Revolving Sushi: Japanese Efficiency Personified

A collage of four pictures from a kaiten (conveyor belt) sushi restaurant: from top right clockwise, extensive menu, special order, computer screen, and stacked plates
Kaiten or Conveyor Belt Sushi: Remarkably Efficient
Conveyor belt or kaiten (revolving) sushi is hardly uncommon outside Japan, but the Japanese version (like many things in Japan) is both more automated and more efficient. On entering, if the restaurant is full (which is often the case) you enter the number of people in your party and preference (table/counter) and get a numbered ticket: when your number is displayed, you are taken to your seat. After sitting down, you take what you want as it passes by or else order through the computer panel (pictured bottom left) in either English or Japanese. Soups and drinks are usually brought to you by a server but everything else comes along on the belt. Once you're done, you press another button to call over the server who counts your stack of plates (pictured top left) in the blink of an eye and prints out your bill. You then go over to the cash register to pay. Very smooth!
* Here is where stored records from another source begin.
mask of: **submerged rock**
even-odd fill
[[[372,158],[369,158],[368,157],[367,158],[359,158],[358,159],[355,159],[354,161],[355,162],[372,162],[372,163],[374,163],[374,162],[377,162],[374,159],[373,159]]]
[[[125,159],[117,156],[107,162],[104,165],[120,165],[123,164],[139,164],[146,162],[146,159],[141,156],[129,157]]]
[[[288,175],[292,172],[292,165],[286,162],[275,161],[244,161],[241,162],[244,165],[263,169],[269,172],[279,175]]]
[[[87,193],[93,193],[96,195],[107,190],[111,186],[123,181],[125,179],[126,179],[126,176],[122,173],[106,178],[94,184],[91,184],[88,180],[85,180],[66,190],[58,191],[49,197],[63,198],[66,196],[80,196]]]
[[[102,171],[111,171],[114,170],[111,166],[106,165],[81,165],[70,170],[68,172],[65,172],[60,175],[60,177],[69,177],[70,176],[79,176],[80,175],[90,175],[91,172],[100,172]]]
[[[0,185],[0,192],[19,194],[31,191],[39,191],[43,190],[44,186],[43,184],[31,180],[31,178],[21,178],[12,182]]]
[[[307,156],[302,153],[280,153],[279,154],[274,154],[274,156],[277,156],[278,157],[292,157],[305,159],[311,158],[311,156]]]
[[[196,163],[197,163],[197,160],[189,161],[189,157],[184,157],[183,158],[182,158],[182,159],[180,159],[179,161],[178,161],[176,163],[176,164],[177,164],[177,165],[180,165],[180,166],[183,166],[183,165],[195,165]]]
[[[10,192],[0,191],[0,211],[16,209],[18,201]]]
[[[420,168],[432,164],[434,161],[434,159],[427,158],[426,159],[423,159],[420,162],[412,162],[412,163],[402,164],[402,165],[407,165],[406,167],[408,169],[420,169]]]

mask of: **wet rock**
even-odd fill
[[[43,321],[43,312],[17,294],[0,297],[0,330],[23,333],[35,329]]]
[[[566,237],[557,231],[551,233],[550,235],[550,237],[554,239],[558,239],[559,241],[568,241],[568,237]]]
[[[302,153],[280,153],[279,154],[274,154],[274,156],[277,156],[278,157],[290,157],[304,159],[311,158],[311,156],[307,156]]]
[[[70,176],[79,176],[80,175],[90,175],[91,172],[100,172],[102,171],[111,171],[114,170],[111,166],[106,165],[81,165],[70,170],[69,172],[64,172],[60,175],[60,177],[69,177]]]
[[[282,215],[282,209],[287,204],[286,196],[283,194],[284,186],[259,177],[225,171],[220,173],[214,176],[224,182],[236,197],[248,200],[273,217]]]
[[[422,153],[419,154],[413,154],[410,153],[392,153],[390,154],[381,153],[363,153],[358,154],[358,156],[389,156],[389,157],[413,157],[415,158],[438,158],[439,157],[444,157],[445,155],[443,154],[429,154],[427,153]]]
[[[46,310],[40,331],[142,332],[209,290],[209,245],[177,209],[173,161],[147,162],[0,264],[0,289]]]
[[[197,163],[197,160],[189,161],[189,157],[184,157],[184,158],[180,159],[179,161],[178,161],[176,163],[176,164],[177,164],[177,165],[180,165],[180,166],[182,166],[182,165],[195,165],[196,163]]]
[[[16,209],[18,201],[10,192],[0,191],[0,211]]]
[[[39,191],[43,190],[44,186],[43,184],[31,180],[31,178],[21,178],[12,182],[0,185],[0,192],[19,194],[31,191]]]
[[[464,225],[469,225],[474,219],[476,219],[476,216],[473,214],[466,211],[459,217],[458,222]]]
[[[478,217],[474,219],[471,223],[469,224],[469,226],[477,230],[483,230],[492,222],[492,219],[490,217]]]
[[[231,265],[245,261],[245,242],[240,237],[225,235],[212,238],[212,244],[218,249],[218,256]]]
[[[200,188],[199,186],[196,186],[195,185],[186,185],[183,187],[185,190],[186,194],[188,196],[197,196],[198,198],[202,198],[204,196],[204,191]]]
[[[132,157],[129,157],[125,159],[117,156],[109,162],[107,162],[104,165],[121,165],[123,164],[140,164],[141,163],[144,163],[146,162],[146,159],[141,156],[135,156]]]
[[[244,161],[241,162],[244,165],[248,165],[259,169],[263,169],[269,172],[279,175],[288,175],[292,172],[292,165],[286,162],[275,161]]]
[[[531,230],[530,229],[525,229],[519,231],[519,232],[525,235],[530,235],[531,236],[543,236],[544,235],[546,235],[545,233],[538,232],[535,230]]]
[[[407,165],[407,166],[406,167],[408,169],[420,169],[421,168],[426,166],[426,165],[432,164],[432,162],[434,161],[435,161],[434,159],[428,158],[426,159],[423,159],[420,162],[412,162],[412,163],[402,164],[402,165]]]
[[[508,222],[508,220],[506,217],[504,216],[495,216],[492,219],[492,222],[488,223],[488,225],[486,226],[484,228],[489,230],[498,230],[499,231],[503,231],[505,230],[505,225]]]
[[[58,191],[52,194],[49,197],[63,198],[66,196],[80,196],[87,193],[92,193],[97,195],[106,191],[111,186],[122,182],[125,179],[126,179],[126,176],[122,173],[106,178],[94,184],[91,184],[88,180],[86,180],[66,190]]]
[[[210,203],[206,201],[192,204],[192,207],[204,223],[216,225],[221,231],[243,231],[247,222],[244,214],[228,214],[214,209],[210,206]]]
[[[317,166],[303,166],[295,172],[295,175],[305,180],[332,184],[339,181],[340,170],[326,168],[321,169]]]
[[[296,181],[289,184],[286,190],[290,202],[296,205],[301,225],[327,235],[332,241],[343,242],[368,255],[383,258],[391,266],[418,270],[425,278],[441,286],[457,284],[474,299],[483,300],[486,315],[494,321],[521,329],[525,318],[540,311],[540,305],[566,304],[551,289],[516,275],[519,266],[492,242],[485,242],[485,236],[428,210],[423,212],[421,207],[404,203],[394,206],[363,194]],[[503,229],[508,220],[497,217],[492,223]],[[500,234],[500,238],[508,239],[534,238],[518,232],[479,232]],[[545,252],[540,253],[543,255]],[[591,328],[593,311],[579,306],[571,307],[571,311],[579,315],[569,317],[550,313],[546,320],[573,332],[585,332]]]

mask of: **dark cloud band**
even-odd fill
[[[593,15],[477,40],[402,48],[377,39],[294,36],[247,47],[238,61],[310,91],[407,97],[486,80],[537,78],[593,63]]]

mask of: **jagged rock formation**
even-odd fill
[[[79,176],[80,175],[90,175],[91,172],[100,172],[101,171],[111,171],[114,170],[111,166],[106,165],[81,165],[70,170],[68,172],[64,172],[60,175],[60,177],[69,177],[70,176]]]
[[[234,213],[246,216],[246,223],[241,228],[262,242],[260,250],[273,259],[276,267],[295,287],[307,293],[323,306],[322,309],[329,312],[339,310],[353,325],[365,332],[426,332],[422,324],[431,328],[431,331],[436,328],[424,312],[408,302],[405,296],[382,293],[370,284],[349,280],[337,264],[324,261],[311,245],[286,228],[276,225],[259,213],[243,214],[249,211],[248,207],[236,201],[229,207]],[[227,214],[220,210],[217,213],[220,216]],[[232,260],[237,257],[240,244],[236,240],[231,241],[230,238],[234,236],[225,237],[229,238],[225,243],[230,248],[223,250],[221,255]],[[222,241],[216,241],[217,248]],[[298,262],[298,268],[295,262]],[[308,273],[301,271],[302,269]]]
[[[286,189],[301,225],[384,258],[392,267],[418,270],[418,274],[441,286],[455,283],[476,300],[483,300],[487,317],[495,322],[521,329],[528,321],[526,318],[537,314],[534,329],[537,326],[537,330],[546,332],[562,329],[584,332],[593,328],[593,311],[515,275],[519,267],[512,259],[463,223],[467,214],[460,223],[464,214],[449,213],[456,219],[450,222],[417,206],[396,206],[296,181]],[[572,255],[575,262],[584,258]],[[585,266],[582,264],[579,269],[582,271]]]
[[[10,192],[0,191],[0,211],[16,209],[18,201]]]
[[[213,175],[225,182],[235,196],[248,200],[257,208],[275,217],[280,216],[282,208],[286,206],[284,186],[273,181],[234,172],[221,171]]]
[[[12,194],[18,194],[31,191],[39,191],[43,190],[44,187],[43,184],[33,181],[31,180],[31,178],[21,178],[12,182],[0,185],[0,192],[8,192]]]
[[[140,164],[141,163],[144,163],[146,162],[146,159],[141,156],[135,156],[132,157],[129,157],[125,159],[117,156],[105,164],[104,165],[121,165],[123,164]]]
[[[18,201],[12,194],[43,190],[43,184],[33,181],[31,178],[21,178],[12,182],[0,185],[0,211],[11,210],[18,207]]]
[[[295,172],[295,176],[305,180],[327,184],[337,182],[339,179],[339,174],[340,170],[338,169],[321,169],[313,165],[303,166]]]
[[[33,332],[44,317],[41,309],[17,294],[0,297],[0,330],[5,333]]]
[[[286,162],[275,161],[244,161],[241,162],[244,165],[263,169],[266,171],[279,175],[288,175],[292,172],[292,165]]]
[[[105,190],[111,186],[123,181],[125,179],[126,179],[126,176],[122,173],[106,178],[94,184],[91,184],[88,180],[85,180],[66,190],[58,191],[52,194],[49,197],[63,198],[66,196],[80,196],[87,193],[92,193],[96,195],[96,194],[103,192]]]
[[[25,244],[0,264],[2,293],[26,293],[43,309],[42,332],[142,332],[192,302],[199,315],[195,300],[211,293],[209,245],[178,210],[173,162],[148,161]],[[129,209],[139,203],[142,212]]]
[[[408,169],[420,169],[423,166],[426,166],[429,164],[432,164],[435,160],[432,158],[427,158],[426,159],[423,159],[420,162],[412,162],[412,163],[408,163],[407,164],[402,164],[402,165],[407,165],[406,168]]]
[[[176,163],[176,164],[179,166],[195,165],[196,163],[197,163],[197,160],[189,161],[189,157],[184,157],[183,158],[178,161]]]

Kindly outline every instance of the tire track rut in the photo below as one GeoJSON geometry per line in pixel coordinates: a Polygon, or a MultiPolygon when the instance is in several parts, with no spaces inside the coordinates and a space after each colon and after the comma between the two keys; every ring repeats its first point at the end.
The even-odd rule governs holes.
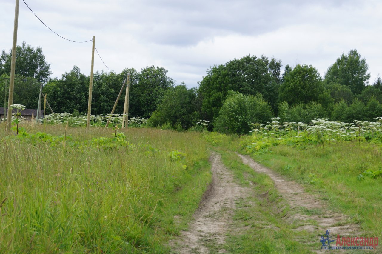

At Hamazushi, one of the largest chains in Japan you are certainly not limited to raw fish. Tempura and meat sushi, including duck, hamburger, and raw ham, are available, as are seaweed rolls and sushi wrapped in seaweed (known as gunkan or battleships). There is also an extensive side-menu, which includes everything from chips and salad to fried chicken and green boiled soybeans (eda-mame). Finally, there is even dessert, including fresh fruit! One top tip is to order rather than simply take what's passing: this will be freshly prepared just for you and arrive in a few minutes on top of a black bowl (pictured bottom right in the picture above) which reads go-chūmon hin (ご注文品=ordered item). This ensures no-one grabs it before it reaches you! All for only ¥100 (70p/90c) a plate for most items - less on weekdays!